With users being confused about how to navigate complicated terms and parts of the processes on the website, we decided to make a UX Writing guide for the designers to follow. With the feedback about complicated terms and loss of agency, we created the UX Writing Guide to simplify the process as much as possible, allowing the user to feel secure and yet be in control as much as possible. 

We created the guide from both the feedback from the user tests, as well as the previous established brand persona, which we got from the client. The result became this!

Original Colours
New Colours

Final Design

With the final result I updated gave Bygglovsportalen a UX Writing Guide for them to follow, as well as a website more designed to garner trust and guiding the user better than the first version, having transparency in the forefront of the design choices. 

Underlining System

Chatbot Design

Results

Bygglovsportalen was really happy with all our work, and was prepared to send it to the developers as soon as it has gone through a new round of texting and fixing, as we recommended.

Personal Reflections

Next Steps

The next step for the client is to look through our designs and start asking their developers to start working on coding my ideas into the website.

Due to time constraints, we never tested our final design to assure our design quality, so I requested the client that they should run more tests on the final design.

I also requested that they set up Google Analytics in a way to make it easier for you to get information about paths the user takes and if they buy products/contact third party actors etc.

  • One of the biggest lessons I learned was that the inclusion of the client's ideas are good, but they should be considered as early as possible in the process.
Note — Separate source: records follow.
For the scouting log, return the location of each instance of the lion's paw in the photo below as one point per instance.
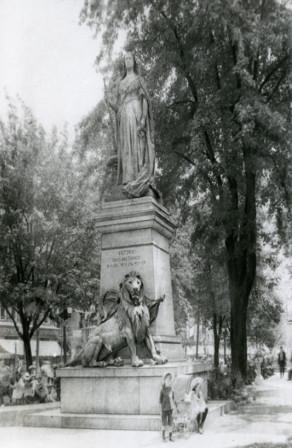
(160, 359)
(137, 363)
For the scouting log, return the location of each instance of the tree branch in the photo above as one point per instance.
(273, 71)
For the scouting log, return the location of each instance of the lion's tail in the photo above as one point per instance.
(76, 361)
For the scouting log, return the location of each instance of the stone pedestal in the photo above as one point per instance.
(135, 236)
(119, 390)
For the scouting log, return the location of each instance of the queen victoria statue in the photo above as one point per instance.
(134, 132)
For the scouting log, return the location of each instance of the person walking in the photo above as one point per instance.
(282, 359)
(199, 405)
(167, 405)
With how this course was structured, it was not allowed to start on the design process until the research phase was done, and with time constraints for the client, we could only hold the workshop until late in the process. A lot of ideas came up that we didn’t have time to implement in the design the way we wanted.

  • Another one was the navigation with a really large set of people that takes a lot of trust in each other, as well as being able to jump in where you are needed. This project I jumped around a lot in different areas to cover where I was needed, and I feel like having a broad understanding of every part is just as important as a really good understanding of your specific area is much more sufficient. While I like doing my own thing, I also appreciate the entire view of the project, and how all pieces fit together. Maybe I’m more fit for a managing position, as some teammates told me. 

  • UX Writing takes somehow less and more work than I thought. As someone that has a background in copywriting, this felt like coming home. But where copy lets you be more creative, UX writing took a whole different skill set with the focus of guiding the user more than making it attractive to use. The biggest take away from UX Writing is to have both fun, but be careful with it.